Resta da ragionare sulla collaborazione con Anthony and the Johnson. L’anima che lega questi due artisti così diversi sembra essere proprio la voce. La voce di Anthony è fragilità incarnata esattamente come quella di Battiato!

Due personalità vocali non legate al virtuosismo, ma sfaccettate di una personalità unica e “autorale” irripetibile. Voci piene di espedienti, trucchi ed “errori reiterati” che diventano virtù e cifra stilistica.
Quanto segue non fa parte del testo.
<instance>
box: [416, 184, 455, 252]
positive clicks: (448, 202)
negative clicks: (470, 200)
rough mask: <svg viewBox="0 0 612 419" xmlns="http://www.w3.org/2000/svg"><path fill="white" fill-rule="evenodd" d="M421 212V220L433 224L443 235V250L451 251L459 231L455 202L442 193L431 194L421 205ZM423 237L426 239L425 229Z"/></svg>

La voce di Battiato è riflesso di un pensiero filosofico quanto sonoro: senso delle pause e del fraseggio; omogeneità del suono; senso della misura finalizzato a ciò che serve, a ciò che si deve dire. Mai eccedendo. Mai sforando. Sempre contenendo il proprio ego vocale. Con un lavoro “a togliere” mirato a una semplicità e naturalezza in realtà artificiosa perché la semplicità artistica non è frutto del caso, ma di scelte. Di esercizio e lavoro; di scarnificazione fatto con perizia e pensiero. Un lavoro a togliere, ad asciugare, lasciando l’impronta della densità e profondità del lavoro fatto.

La voce di Battiato andava a toccare corde emotive profonde senza andare a lavorare in maniera banale sull’emotività della voce. Anzi, mantenendola quasi neutra con uno studiatissimo uso minimo della dinamica; rifiutando la “semplificazione” del “grido” senza farne sentire la mancanza; ottenendo una completezza espressiva figlia di una omogeneità timbrica e di un controllo dinamico pacato e misurato frutto unico della sua cultura classica, dello studio e della conoscenza della musica e della mistica orientale adattata magnificamente alla sua voce senza mai farla diventare citazione.

Ringrazio ancora Giorgio Pinardi e Liliana Ronchetti per il prezioso apporto a queste righe.